Facebook and social media are another offender, they also use words to create drama, excitement, and fear. Then there are individual bloggers who also traffic in hyperbole, often around themes of racism, conspiracy theories, the collapse of civilization.

Let me also give a dishonorable mention to the Seattle Public School system that is now leading children on a protest against the presidential inauguration since the election has allegedly been stolen and democracy has now collapsed.

And there is some Christian leadership that has really dropped the ball too, in my opinion. “Let not your heart be troubled,” versus, “be afraid, be very afraid.” Not good.

I’m a huge fan of free speech, but  with freedom comes responsibility. So in my view it is just flat-out wrong, immoral, to use words to spread fear, panic, and hysteria.

Anybody remember War of The Worlds? In 1938, the tale was presented on the radio in it’s breaking news format and some people were unable to discern fiction from reality. There were some pockets of hysteria and panic because a few people really believed the Martians had landed and invaded. Later episodes, including television, had a disclaimer running so as to prevent panic in the streets.

In the “olden days” we had a sense of moral responsibility, men’s honor and integrity lead us to hold some principles dear, like you don’t frighten the woman and children, you don’t create fear and panic in the streets, you don’t throw civilization into chaos. These are such quaint notions today they almost sound funny. Today we practically worship fear mongering and enjoy trying to sow chaos.

Myself, it’s not a political issue, as in I don’t care what side you’re on. You could be some anarchist hoping to inspire panic and fear over an alien invasion. It’s not the politics, it’s the behavior, the irresponsibility with our words, the attempts to radicalize people, the desire to sow chaos.

Much like that 1938 episode of War of the Worlds, the number of people who actually fall headfirst into your hyperbole may be small, but it’s still not okay, it’s still wrong, it’s still immoral. The fact that a million people read your words and only one set themselves on fire or only one shot up a church or only one is now facing rape charges, is not an excuse.

There is blood on your hands, that simple.

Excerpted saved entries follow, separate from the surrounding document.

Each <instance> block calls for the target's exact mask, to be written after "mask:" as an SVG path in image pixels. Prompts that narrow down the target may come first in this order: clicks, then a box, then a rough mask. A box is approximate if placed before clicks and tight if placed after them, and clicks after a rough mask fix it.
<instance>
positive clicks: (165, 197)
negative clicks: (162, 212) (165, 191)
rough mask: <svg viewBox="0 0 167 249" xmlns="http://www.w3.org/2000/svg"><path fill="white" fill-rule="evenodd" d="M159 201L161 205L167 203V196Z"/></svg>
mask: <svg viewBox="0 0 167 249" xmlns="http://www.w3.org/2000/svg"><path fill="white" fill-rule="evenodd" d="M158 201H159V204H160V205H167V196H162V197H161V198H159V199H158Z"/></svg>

Naturally I can’t fix it all, nor do I want to pass laws, nor do I want to attack individuals. (Well, 2 or 3 I would really enjoy smacking upside the head, but that’s beside the point.) What I really want is for us to just start taking some responsibility for the words we write and paying attention to what kind of message we’re sending.

Seattle Public School kids, those who have surrendered their critical thinking skills anyway, now probably believe we’re living in a post apocalyptic colony of dystopian refugees and that democracy has completely collapsed and we’ve been invaded by Russian trolls.

As you think, so go you. We create our own little subjective worlds and behave accordingly.

Some of us are pretty level headed, but then there are the kids who don’t really have wisdom and experience yet, there are the broken and wounded, some mentally ill, others isolated and unable to discern, and there are also paid provocateurs. We all have a responsibility to use our words to sow some calm, some order, and some peace in the world. That stuff matters and it can save lives.